Acuan itu jika dihadapkan pada pertanyaan “apakah boleh wakaf tenaga?”, tentu jawabannya adalah tidak. Dengan kata lain, memanfaatkan tenaga kita untuk suatu kebaikan tidak bisa disebut wakaf, karena wakaf harus ada hartanya.
Bagaimana dengan mazhab yang lain? Kami mencoba melihat kitab al-Mausu’ah al-Fiqhiyyah al-Quwaytiyah. Di kitab itu ada penjelasan bahwa ulama berbeda pendapat tentang boleh atau tidak mewakafkan manfaat suatu benda tanpa memberikan hak miliknya.
Contohnya seperti mewakafkan rumah untuk dimanfaatkan dalam kegiatan keagamaan, tapi status kepemilikannya tetap. Dalam fikih, contoh ini disebut dengan istilah waqful manfa’ah atau mewakafkan manfaat tanpa menyerahkan kepemilikan bendanya.
Ada dua pendapat tentang hukum wakaf manfaat. Pendapat pertama adalah tidak boleh. Ini adalah pendapat Mazhab Syafi’i, Mazhab Hanafi, dan sebagian Mazhab Hambali. Alasannya adalah karena objek wakaf atau benda yang diwakafkan harus berupa benda (al-‘ain). Berarti benda tersebut diserahkan kepemilikannya, bukan sekadar memperbolehkan benda itu dimanfaatkan.
Pendapat kedua adalah boleh. Ini adalah pendapat Mazhab Maliki dan sebagian Mazhab Hambali. Dalam pendapat ini, wakaf tidak disyaratkan harus menyerahkan kepemilikan benda serta tidak harus bersifat selamanya. Artinya, kita boleh mewakafkan sesuatu dengan waktu tertentu. Contohnya mewakafkan rumah untuk dimanfaatkan sebagai kantor takmir masjid selama dua tahun saja.
Wakaf manfaat beserta batasan waktu seperti ini menurut pendapat kedua hukumnya boleh.

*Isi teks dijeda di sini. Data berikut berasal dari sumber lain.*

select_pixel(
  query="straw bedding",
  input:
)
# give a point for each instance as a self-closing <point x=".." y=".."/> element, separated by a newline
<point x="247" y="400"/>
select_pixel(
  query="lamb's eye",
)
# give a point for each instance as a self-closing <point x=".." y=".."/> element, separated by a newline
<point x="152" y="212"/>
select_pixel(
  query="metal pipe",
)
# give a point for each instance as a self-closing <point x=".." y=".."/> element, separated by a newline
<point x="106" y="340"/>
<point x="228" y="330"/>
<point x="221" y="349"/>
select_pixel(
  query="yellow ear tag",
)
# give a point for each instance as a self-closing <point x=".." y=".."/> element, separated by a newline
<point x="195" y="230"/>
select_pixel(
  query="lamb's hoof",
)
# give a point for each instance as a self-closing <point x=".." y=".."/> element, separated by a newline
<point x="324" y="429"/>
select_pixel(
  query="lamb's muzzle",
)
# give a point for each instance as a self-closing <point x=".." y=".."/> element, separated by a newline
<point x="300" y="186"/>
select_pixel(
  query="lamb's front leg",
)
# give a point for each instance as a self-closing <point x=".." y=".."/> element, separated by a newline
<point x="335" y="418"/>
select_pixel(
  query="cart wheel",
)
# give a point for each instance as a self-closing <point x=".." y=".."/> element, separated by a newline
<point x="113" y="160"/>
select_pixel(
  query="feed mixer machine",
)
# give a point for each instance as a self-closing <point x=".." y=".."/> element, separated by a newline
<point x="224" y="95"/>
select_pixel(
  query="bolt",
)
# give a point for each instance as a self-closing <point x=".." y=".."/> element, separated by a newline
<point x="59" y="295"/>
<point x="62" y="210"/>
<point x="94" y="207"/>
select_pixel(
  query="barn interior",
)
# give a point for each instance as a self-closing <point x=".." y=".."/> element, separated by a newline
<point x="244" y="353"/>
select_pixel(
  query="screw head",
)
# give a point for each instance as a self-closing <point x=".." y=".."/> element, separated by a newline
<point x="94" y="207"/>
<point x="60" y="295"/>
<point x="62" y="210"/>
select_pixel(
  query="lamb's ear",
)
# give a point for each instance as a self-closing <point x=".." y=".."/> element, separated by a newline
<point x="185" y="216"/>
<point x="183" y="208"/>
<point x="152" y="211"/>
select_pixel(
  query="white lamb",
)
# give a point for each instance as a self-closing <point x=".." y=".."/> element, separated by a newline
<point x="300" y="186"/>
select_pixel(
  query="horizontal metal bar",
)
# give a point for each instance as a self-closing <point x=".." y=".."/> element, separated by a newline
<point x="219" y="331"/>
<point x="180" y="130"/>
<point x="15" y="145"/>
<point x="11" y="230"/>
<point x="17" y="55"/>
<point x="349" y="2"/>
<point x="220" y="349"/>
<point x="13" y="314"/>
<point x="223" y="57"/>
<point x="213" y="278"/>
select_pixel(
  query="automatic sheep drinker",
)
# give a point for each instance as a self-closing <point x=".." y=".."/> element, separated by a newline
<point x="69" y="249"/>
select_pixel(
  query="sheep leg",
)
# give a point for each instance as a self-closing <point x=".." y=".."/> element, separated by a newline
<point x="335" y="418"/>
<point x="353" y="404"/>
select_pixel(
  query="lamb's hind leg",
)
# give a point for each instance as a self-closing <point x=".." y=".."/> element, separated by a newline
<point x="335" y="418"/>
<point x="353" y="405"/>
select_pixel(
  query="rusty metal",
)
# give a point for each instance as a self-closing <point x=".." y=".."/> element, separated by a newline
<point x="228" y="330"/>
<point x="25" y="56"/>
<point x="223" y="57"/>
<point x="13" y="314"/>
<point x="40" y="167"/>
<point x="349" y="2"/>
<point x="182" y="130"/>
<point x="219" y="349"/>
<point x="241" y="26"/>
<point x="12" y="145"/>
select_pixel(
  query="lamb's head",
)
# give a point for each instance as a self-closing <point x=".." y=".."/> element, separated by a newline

Berbeda dengan pendapat pertama yang melarangnya, termasuk melarang adanya batas waktu dalam wakaf.
Apakah wakaf tenaga bisa dimasukkan dalam kategori waqful manfa’ah? Jawabannya adalah tidak. Meskipun Mazhab Maliki dan sebagian Mazhab Hambali memperbolehkan wakaf manfaat, namun kebolehan itu terbatas pada manfaat benda saja. Tenaga manusia tidak bisa masuk kategori ini karena ada kaidah al-hurru la yadkhulu tahta al-yad, artinya orang merdeka tidak dikuasai orang lain.
Baca Juga : Fikih Wakaf: Tentang Orang yang Wakaf
Solusi untuk Mendapat Pahala yang Sama dengan Wakaf
Melalui penjelasan di atas, dapat kita simpulkan bahwa wakaf tenaga tidak diperbolehkan oleh 4 mazhab fikih. Sebab, wakaf harus berupa benda atau manfaat dari suatu benda. Manusia dan tenaganya tidak bisa dikategorikan sebagai benda dan manfaatnya untuk wakaf. Jika begitu, bagaimana dengan orang yang ekonominya rendah? Apakah mereka tidak bisa mendapatkan pahala yang terus mengalir seperti wakaf?
Perlu kita ketahui bersama, wakaf itu tidak harus sesuatu yang harganya mahal. Dengan uang lima puluh ribu misalnya, kita bisa membeli mushaf Al-Qur’an dan mewakafkannya di masjid atau di tempat anak-anak belajar ngaji. Itu sudah terhitung sebagai wakaf yang pahalanya mengalir terus. Semua ulama fikih akan menyatakan bahwa itu adalah wakaf. Tidak ada ikhtilaf.
Selain itu, ibadah sosial yang pahalanya sepadan dengan wakaf juga tidak sedikit, termasuk memanfaatkan tenaga kita untuk kebaikan, seperti membangun gorong-gorong, membantun masjid, atau membangun tempat ngaji. Tenaga yang kita keluarkan untuk hal-hal baik itu tanpa kita sebut wakaf juga tetap memiliki pahala yang terus mengalir. Jadi, kita tidak perlu memaksakan untuk menyebutnya sebagai wakaf. Toh, atsar pahalanya sama saja.